北京・胡同逍遥

北京、胡同で暮らした十数年間の雑記 by 多田麻美/ Asami Tada

さぼりがちの掲載記事のご報告ですが、現在店頭にあると思われるNHKラジオ『まいにち中国語』の7月号の巻末エッセイで、西逓と並ぶ世界遺産の村、宏村について書きました。(すみません。試し読みでは相棒の撮った口絵しか見られません)
https://www.nhk-book.co.jp/shop/main.jsp?trxID=C5010101&webCode=09101072015

「世界文化遺産」化に関しては、日本では商業的要素が強くなりつつあるなど、あれこれ批判も出ているようで、私もそれは否定はしませんが、
中国ではやはりまだまだ一部の農村部の貧困の救済、または、観光資源として注目されることによる自然環境の破壊や、過度の文化財の改造を食い止める安全弁になっている面が強いと思います。
地方の中には、自分たちでがんばっているところもあるのでしょうが、やはり世界の注目を集めている、と意識するのは強い。
旅行客にとっては、参観チケットも「世界基準」になってしまうのが、辛いところですが……。

今後は分かりませんが、少なくとも近年の中国では観光開発があちこちで進み、世界文化遺産になろうとなるまいと、人気が出た地域にはいろんな資本が入っていったようです。資本が資本を呼んだ結果、観光開発の範囲がどんどんと広がり、文化遺産で有名だった場所なのに、周りの、ほんとうなら地元の人たちの憩いの場としてとっておくべきと思われる自然環境までとりこんで開発してしまったケースも目にしました。

もちろん、さまざまな誘惑に屈し、守られないケースも多いわけですが、どうせ放っておいても商業的要素が入り込むのであれば、最悪の結果が防げるよう、保護のための厳しい基準があったほうがいい。
これは今回、宏村を数年ぶりに巡った結果、相変わらず観光客は多いのに、文化財自体にそこまで大きな変化は起きていないことに気付き、ほっと胸をなでおろした後の感想です。

もう一つ、いつもながら有料記事で恐縮ですが、インサイトチャイナの7月号に、台湾映画『念念』のレビューを書きました。台湾映画が大陸の映画館で正式に上映されることは少ないので、貴重でした。

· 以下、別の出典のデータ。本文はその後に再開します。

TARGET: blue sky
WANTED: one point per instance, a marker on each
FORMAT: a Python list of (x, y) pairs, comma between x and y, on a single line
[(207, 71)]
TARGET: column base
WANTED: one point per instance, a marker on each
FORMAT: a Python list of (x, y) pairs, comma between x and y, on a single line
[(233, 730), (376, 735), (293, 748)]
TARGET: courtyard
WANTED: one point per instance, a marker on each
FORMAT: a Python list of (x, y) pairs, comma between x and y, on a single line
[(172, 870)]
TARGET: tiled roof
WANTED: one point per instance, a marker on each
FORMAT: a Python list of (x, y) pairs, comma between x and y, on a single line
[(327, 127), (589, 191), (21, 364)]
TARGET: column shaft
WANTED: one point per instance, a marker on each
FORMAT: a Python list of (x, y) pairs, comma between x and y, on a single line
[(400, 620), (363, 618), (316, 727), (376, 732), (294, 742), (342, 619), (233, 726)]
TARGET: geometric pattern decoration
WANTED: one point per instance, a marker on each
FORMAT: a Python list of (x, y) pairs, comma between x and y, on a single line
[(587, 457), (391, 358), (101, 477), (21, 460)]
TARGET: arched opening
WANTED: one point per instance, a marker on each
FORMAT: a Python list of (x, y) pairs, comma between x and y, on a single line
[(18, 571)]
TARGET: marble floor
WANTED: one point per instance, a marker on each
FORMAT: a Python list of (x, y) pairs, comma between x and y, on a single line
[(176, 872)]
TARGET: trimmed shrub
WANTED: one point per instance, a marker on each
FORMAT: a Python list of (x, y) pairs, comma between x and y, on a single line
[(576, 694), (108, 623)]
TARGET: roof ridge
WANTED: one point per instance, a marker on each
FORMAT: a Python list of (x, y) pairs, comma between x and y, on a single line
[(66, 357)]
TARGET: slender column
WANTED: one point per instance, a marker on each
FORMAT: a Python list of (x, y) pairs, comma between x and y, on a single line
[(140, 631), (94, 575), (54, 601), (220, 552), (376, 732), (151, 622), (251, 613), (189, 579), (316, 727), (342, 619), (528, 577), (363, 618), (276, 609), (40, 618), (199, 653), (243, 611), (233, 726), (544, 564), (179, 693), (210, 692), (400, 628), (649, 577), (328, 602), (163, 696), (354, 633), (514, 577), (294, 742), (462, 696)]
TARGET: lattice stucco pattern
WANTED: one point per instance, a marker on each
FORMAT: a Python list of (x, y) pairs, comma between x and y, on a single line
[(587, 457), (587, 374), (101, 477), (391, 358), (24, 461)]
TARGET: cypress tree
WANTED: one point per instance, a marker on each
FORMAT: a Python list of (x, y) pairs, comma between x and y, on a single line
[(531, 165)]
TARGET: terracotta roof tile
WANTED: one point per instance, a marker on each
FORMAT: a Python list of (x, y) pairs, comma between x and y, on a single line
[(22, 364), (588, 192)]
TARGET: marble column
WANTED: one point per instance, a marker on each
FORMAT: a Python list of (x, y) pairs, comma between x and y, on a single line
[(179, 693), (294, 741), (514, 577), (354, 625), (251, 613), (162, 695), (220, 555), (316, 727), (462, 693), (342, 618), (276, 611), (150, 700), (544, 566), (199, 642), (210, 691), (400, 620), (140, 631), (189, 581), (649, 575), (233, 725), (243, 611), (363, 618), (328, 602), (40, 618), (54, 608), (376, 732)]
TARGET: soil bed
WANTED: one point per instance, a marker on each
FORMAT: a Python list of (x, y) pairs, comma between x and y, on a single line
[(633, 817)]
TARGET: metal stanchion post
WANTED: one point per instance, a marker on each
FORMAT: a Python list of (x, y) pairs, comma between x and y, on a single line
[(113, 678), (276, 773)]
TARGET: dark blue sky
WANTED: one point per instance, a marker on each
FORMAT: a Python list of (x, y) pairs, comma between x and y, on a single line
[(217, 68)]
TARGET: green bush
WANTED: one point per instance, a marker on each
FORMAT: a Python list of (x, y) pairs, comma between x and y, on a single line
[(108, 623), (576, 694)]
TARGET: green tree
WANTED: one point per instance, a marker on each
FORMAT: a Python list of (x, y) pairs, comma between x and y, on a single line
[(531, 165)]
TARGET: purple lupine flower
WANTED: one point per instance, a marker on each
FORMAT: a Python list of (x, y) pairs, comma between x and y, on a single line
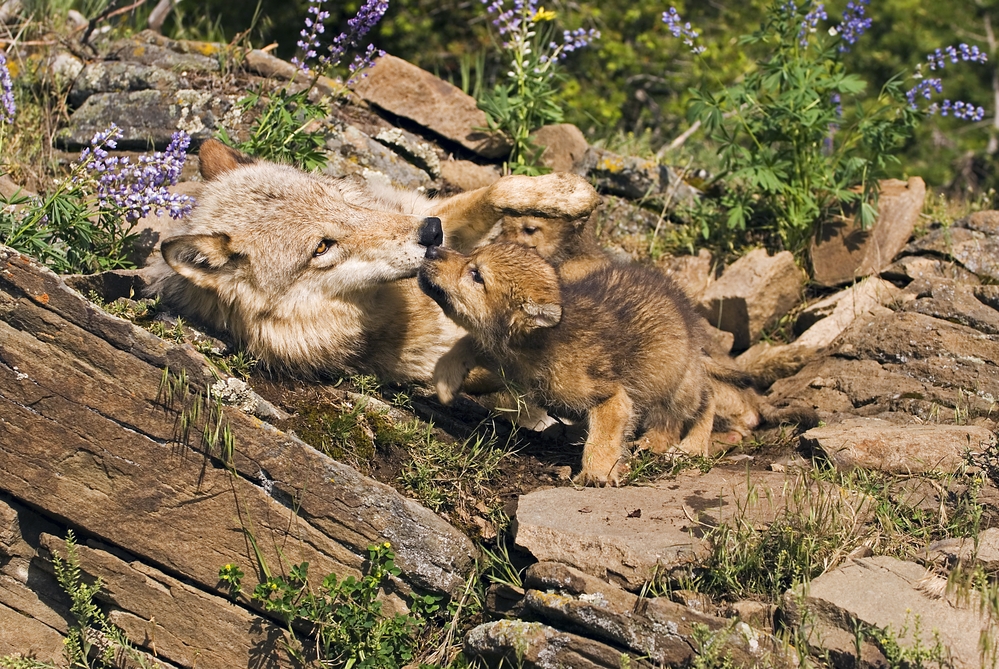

映画『ブッダマウンテン』で、シルヴィア・チャンの存在感が印象に残った方にはぜひお勧めです。
http://www.insightchina.jp/newscns/emag/201507/

あれこれ書きたいことはたまっているのですが、今年前半からつづくバタバタがまだ収まっていないので、小出しにしかできず、すみません。